Deep Trekker believes that the key to improving all underwater work is the use of ROVs in conjunction with divers. Mini-ROVs like our DTG2 allow video dive monitoring from shore or aboard a host vessel.
On virtually any project, surveying dive areas and determining tasks by video camera before deploying a diver will increase safety and ultimately save time and money.
Recently, while setting up a dockside Deep Trekker demonstration at the Dubai International Boat Show, a prospective customer provided the perfect example of how to use an ROV in the water to assess and avoid dangerous situations. This diver recounted an underwater experience where he came head to head with a shark in hunting mode.
The diver was spear fishing with a friend, both of whom were experienced divers, and familiar with sharks sharing the water with them. The diver became separated from his partner and noticed a shark swimming straight for him. He quickly became aware that, based on the shark’s body language, it had picked him out directly.
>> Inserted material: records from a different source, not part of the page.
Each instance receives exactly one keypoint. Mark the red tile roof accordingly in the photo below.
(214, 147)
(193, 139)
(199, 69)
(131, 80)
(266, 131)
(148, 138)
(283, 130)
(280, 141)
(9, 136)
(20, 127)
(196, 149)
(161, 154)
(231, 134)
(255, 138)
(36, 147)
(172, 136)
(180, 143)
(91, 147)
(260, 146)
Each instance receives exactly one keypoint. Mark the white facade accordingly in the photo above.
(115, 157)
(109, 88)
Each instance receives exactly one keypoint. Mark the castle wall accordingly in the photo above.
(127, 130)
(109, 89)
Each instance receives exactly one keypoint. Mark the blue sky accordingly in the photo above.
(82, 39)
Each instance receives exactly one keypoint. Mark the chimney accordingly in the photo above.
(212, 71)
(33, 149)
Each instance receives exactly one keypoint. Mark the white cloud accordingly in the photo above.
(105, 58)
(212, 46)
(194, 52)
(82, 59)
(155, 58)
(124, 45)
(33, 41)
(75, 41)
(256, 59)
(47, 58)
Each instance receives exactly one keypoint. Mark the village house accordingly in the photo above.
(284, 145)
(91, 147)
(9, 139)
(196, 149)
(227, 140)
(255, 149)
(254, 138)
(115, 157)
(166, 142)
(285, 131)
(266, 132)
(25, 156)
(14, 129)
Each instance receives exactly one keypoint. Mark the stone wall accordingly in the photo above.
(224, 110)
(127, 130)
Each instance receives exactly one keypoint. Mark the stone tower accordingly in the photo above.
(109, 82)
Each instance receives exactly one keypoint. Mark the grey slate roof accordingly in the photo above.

This was the point in his tale where he expressed the view that having an ROV in the water would have been a huge help. The diver explained that had his friends aboard the boat known he was in danger, they would have been able to divert the shark away from him by intervening or approaching the shark and spooking it into changing direction.
Armed with an open pocket knife, the diver extended his hand, hoping to show that he was not prey and to make himself appear more threatening to the species. Extending your arm out towards a shark looking for prey may not seem like the best course of action. However, given this scenario, the diver knew that he was not fast enough to swim to safety.
Fortunately his diving companion noticed what was taking place and was able to intervene by thrusting his spear out. Faced with two human bodies and a long spear, the shark finally decided that they were not an easy target and changed direction. In this example everyone, including the shark, swam away safely. Had his friend not been able to reach the diver in time, it could have been disastrous. It never hurts to have an extra set of eyes, or an ROV, in the water for safety and security.
The second reason for deploying divers and ROVs simultaneously, creating the ultimate underwater duo, is the time and money that can be saved.
For basic inspection needs,an ROV can completely eliminate the costs of briefing and sending a diver into the water. With more complex jobs, divers are still very important and offer extremely valuable services. However using an ROV to compliment them during these jobs can easily reduce the time they are actually needed in the water. This significantly cuts down on hourly costs and reduces the need for as much oxygen.
Before a diver even dips a toe in the water, the ROV can be deployed to identify the area that needs to be worked on. The diver is not wasting underwater time locating and identifying problems, searching for damage, or determining a course of action to resolve the issue. Deploying an ROV before a dive allows stakeholders to see exactly what needs to be done and where, ensuring that all of the appropriate equipment is assembled and prepared before diving in.
Using an ROV gives a wider range of personnel the opportunity to brainstorm solutions to a particular problem. No longer does a diver have to independently assess the situation and come up with a solution, all while operating on a limited supply of oxygen.
Deep Trekker believes that using an ROV in conjunction with divers creates the optimal team to tackle underwater jobs. While the debate surrounding the question of whether it is better to use an ROV or hire a diver may continue, there should be focus on how they can be used together to reduce costs and improve safety and methods of underwater work.